Ce qui est presque criminel dans cette idée ridicule de transmission de la joie de connaître, c'est qu'elle ne vient pas comme une récompense, mais comme le moyen d'accéder à la culture. Comme le canal qui y mène. Bullshit. Rien n'arrive par la joie, le plaisir, le rire, le jeu, l'humour, l'humeur, la citation, sauf une débile euphorie perpétuelle.

PÉPÈRE LA VIRGULE «La faute d'orthographe que vous nous avez signalée a échappé à notre équipe», s'excuse Radio-Canada Alberta, qui poursuit: «Les pièges de la langue française représentent des défis dont nous sommes conscients», blablabla... Légé pour léger, un piège? Vous vous moquez? Moquâtes? Moquassiez?

Celle-là, relationniste de presse du groupe Librex - éditions Libre Expression, Trécarré, Stanké, etc. -, nous informe par communiqué que l'auteure France Gauthier ce marie.
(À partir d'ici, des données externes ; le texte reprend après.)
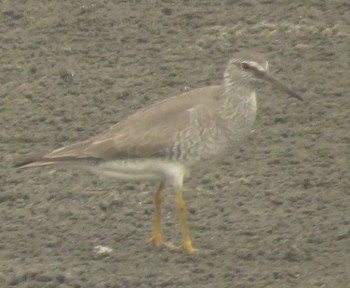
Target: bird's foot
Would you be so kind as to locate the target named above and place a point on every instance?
(157, 241)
Attention, ici aussi, piège.

Je parlais l'autre jour d'une malencontreuse coquille dans un journal rimouskois qui rebaptisait La Dérouille une maison pour femmes battues (au lieu de La Débrouille). Un lecteur qui se défend de faire de l'humour sur un sujet qui s'y prête si peu nous signale tout de même que la Société canadienne d'hypothèques et de logement gère un programme de maisons d'hébergement pour femmes maltraitées nommé Deuxième étape. Mais pour faire plus court, tout le monde dit L'étape.